Elle contient de nombreuses réminiscences des Psaumes, en particulier du Psaume 50.

La Prière de Manassé fait partie de certaines éditions de la Septante grecque et de certaines versions de la Vulgate latine ("Oratio Manasse"). Saint Jérôme ne l'intègre pas à la traduction du Second livre des Chroniques qu'il a faite à partir de l'hébreu. Cependant, jusqu'au 6e siècle au moins, la traduction latine de la Prière de Manassé a fait partie du corpus des hymnes bibliques utilisées dans certaines liturgies latines, en Afrique du Nord notamment, comme l'atteste le commentaire qu'en a donné l'évêque Verecundius de Junca, mort après 552 [3] . La Glose ordinaire de la Bible (édition princeps, A. Rusch, Strasbourg, 1481, t. 2) en propose un commentaire extrait de celui de Verecundius. Les manuscrits de la version parisienne ou universitaire de la Vulgate latine du 13e siècle [4] l'intègrent à la suite du chapitre 36 du second livre des Chroniques (Paralipomènes), ainsi que les premières éditions imprimées de la Vulgate, dont la Bible de Mayence à 42 lignes en 1452).
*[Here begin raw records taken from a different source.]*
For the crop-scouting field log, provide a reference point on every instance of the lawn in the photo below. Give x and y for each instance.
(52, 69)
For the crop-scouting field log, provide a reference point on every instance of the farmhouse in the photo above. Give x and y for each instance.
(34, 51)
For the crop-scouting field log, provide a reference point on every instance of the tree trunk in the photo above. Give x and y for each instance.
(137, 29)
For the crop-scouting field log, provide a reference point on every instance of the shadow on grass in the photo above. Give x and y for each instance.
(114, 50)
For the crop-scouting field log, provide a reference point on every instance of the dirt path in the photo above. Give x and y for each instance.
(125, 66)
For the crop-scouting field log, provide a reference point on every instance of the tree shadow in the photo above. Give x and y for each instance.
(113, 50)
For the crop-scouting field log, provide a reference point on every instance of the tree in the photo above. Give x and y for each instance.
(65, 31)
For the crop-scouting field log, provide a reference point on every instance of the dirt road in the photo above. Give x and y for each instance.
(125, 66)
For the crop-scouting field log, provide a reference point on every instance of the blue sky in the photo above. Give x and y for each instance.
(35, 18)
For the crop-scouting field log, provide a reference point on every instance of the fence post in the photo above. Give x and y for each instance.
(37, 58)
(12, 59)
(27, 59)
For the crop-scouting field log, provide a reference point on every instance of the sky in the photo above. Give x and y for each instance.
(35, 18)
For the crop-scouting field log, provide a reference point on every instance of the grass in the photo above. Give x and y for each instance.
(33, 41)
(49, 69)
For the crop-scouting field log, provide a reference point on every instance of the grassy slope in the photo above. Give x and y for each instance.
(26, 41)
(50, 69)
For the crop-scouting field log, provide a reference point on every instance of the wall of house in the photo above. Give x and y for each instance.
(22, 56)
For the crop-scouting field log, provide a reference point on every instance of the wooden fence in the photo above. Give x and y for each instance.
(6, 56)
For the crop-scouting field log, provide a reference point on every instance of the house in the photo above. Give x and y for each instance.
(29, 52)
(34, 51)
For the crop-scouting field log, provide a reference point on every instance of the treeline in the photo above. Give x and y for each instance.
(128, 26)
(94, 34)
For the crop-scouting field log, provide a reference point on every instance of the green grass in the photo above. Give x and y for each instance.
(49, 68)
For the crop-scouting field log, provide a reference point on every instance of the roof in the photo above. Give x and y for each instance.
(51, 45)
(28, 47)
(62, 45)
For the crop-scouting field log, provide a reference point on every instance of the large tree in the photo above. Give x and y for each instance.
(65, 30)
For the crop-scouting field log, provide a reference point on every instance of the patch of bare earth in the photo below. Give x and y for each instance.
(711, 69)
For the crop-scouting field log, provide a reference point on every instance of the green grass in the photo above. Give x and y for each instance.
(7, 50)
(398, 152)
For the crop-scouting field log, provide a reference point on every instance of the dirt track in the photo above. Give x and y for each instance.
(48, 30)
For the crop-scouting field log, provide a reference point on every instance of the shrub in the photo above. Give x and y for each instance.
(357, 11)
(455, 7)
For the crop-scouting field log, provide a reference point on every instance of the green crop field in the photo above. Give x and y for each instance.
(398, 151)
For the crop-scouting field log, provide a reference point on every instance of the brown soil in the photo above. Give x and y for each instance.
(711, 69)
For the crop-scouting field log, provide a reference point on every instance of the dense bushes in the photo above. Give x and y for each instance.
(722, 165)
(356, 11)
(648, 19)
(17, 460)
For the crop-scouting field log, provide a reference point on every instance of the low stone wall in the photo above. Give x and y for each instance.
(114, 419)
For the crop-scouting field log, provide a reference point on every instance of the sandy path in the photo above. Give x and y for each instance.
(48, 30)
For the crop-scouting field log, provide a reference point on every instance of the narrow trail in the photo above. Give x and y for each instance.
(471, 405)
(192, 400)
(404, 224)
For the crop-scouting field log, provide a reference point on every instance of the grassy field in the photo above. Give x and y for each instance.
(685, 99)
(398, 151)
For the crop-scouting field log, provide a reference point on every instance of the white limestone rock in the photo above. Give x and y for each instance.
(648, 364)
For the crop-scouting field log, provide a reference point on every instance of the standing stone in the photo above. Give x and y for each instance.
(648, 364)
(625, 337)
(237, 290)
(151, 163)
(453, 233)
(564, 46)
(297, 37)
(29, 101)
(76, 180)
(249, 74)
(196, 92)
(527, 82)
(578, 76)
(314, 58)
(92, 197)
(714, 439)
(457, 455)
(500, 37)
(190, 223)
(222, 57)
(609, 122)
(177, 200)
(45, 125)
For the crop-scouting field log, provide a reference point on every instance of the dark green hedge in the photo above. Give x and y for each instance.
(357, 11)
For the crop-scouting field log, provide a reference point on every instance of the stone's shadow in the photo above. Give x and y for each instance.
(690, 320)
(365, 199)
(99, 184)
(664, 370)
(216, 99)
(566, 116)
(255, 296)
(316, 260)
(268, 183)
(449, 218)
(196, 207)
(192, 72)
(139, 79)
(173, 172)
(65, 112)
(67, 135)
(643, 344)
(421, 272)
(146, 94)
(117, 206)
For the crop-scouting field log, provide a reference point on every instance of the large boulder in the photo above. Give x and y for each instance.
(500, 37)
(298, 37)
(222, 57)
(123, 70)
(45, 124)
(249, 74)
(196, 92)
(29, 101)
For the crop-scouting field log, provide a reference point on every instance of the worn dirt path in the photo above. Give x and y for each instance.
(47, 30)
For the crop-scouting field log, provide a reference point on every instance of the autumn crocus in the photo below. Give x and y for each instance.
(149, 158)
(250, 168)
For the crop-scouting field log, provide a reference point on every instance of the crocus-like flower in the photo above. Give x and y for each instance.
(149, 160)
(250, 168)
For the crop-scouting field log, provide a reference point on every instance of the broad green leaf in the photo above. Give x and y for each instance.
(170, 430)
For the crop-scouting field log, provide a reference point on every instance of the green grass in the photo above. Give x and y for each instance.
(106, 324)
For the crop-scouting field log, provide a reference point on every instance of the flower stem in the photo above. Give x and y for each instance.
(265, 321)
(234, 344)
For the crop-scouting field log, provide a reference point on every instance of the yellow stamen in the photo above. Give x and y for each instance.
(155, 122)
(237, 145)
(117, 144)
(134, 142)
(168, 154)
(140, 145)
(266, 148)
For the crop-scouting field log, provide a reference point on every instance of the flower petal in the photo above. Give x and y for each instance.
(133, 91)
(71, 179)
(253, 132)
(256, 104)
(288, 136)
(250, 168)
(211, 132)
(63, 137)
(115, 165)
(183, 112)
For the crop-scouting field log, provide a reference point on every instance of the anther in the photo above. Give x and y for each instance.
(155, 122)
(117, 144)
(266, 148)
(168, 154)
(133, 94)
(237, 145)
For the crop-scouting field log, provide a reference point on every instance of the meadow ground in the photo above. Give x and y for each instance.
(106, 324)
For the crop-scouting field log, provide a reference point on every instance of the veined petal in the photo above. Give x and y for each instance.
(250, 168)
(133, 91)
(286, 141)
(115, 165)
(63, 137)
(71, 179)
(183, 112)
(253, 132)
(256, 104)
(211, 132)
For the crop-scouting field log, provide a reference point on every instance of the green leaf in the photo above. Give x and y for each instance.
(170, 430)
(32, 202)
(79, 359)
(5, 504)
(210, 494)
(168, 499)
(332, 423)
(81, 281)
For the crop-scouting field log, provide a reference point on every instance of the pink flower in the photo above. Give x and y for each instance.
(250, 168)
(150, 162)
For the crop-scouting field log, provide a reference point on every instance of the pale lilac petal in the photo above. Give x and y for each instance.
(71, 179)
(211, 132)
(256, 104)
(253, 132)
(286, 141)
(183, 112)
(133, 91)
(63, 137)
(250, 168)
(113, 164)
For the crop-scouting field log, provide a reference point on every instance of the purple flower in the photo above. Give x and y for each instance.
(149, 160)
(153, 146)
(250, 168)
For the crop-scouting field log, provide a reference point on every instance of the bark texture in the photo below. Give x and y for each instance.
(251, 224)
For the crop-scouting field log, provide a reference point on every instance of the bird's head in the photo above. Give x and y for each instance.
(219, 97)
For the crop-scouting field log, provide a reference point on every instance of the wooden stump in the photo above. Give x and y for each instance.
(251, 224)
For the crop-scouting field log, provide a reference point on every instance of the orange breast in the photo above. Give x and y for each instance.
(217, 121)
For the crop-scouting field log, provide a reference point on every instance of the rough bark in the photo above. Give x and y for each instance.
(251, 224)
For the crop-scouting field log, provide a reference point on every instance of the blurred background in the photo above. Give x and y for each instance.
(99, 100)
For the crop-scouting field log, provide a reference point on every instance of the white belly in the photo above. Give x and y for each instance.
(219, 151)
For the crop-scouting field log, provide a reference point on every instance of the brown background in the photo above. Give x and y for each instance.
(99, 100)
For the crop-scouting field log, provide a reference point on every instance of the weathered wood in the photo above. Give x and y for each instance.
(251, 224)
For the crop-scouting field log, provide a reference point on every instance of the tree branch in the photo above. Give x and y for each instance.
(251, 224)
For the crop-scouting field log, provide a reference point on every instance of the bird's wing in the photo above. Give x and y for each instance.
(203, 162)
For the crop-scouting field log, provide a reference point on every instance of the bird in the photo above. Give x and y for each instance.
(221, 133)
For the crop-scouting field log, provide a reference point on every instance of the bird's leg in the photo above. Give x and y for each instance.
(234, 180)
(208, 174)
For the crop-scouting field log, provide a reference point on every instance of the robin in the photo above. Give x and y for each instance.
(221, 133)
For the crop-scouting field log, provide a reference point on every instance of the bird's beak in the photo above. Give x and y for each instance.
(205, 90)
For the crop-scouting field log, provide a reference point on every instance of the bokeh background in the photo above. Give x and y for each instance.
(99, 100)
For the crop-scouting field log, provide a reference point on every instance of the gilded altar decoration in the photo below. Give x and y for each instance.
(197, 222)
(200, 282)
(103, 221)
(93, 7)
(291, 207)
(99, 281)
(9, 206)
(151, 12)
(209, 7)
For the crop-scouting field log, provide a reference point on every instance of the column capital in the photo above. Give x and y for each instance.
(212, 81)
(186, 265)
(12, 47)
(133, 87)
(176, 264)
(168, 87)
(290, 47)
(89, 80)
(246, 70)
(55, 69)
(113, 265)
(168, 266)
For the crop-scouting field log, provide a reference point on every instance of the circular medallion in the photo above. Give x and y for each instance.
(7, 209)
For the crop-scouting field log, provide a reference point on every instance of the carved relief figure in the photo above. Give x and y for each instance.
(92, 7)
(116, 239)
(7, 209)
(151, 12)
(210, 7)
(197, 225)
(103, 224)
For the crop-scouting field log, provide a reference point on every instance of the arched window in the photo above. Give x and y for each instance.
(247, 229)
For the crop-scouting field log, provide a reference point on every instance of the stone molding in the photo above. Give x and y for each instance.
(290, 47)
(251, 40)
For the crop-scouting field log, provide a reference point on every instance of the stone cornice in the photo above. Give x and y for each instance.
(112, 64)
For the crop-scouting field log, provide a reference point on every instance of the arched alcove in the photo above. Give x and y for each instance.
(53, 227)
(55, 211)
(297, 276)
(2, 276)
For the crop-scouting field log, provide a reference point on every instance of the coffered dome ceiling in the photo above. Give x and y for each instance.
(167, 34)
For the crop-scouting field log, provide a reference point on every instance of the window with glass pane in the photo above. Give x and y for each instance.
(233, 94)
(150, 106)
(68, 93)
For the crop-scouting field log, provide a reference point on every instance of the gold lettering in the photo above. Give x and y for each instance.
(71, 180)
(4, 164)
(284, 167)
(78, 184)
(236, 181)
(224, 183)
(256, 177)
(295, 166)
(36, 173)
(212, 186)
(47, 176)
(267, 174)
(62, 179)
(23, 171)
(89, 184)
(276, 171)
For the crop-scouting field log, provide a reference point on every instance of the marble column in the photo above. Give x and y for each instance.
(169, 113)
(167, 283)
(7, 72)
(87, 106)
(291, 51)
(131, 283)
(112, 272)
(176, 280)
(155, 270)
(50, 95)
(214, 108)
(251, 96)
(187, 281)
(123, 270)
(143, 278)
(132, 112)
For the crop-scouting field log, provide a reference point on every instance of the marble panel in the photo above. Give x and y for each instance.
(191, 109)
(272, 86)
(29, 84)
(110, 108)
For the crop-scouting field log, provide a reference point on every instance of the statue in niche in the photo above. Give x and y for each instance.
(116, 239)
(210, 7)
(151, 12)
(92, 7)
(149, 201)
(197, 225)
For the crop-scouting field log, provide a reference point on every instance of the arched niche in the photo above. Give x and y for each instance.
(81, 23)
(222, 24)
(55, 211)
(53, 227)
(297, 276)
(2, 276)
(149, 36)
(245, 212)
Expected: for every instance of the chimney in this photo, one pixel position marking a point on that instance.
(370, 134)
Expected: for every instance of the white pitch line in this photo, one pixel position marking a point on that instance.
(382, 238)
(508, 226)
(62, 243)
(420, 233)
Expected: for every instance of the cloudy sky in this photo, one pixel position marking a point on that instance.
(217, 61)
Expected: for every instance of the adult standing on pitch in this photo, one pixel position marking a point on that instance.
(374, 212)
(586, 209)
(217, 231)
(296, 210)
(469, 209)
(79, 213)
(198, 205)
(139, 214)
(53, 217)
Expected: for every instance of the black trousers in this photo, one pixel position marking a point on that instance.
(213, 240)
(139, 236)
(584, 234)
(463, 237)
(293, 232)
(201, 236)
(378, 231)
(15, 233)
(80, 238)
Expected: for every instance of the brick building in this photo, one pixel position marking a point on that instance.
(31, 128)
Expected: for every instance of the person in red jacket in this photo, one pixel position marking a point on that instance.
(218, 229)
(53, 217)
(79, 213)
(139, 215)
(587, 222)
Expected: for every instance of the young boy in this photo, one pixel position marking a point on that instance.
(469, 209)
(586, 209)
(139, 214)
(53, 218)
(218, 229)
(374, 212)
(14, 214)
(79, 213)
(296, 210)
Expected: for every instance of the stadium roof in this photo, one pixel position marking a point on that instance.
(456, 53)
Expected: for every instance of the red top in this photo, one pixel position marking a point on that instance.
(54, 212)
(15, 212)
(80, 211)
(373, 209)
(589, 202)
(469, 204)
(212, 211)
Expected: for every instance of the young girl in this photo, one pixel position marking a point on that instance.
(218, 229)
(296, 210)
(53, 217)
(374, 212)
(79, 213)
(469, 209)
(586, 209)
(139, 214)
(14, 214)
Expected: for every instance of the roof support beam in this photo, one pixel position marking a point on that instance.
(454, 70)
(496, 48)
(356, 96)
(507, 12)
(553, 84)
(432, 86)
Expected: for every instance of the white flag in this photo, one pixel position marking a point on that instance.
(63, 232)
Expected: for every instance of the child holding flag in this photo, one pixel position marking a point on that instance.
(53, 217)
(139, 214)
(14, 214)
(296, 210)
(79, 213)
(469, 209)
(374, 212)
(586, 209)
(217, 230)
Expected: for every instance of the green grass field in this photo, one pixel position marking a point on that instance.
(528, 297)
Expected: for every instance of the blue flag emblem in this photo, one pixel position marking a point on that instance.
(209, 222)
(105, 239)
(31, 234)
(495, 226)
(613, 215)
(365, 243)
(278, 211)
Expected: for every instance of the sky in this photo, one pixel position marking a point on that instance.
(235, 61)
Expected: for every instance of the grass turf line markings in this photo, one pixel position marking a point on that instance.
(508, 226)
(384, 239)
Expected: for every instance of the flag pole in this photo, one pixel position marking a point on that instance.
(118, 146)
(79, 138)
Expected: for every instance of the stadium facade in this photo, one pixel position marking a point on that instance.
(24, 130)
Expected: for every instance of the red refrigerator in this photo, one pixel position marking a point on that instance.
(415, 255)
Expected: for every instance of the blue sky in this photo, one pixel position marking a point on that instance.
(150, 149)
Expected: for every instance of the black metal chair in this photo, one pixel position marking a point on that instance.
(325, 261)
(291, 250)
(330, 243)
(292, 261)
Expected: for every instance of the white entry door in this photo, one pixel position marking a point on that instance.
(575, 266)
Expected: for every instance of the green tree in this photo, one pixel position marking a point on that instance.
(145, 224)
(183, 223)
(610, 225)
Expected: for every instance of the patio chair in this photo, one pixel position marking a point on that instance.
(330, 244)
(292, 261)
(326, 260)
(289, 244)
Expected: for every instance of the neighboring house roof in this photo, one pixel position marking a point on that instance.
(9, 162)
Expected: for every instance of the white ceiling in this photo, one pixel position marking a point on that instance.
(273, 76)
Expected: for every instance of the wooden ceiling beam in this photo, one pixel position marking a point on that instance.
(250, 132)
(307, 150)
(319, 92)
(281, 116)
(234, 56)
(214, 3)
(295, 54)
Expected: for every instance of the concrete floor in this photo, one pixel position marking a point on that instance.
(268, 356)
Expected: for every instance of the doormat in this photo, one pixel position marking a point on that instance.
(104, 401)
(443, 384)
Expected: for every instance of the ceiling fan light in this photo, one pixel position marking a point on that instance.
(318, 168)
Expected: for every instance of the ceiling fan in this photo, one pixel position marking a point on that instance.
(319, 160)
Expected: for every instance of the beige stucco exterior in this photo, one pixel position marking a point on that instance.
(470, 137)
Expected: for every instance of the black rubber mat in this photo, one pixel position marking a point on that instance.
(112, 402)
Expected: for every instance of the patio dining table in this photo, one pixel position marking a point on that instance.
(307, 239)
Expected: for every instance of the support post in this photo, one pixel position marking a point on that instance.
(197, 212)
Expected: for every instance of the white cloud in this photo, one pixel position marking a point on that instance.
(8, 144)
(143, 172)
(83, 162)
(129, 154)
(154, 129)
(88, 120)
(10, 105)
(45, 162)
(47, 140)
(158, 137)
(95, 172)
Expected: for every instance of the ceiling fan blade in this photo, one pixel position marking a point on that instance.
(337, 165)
Le Canon des Ecritures, promulgué par le Concile de Ferrare-Florence et le Concile de Trente, ne la mentionnent pas. Aucun acte conciliaire ne l'écarte explicitement du Canon. Cependant, la version Sixto-Clémentine de la Bible latine (Vulgate), promulguée en 1592 en application des décrets du Concile de Trente, la place à la suite de tous les livres bibliques (en appendice). Elle précise que la Prière de Manassé ne fait pas partie du corpus des Ecritures défini par le concile de Trente, mais qu'il convient d'en conserver la mémoire puisqu'elle est citée par certains Pères et se trouve dans certains manuscrits de la Bible[5].

Le Judaïsme{références souhaitées} et le Protestantisme la rejettent comme apocryphe ; l'Église catholique romaine et les Chrétiens orthodoxes la considèrent comme deutérocanonique.

Notes[modifier | modifier le code]

  1. Bible 2 Roi 21:1-18
  2. 2 Chroniques 33:10-17
  3. Cf. Verecundius Iuncensis, Commentaria super cantica ecclesiastica, Corpus christianorum Series Latina, 94, Turnhout, p. 148-160
  4. "Biblia sacra iuxta Vulgatam latinam", t. 7, Rome, 1948, p. 323
  5. Biblia Sacra vulgate editionis, Roma 1592.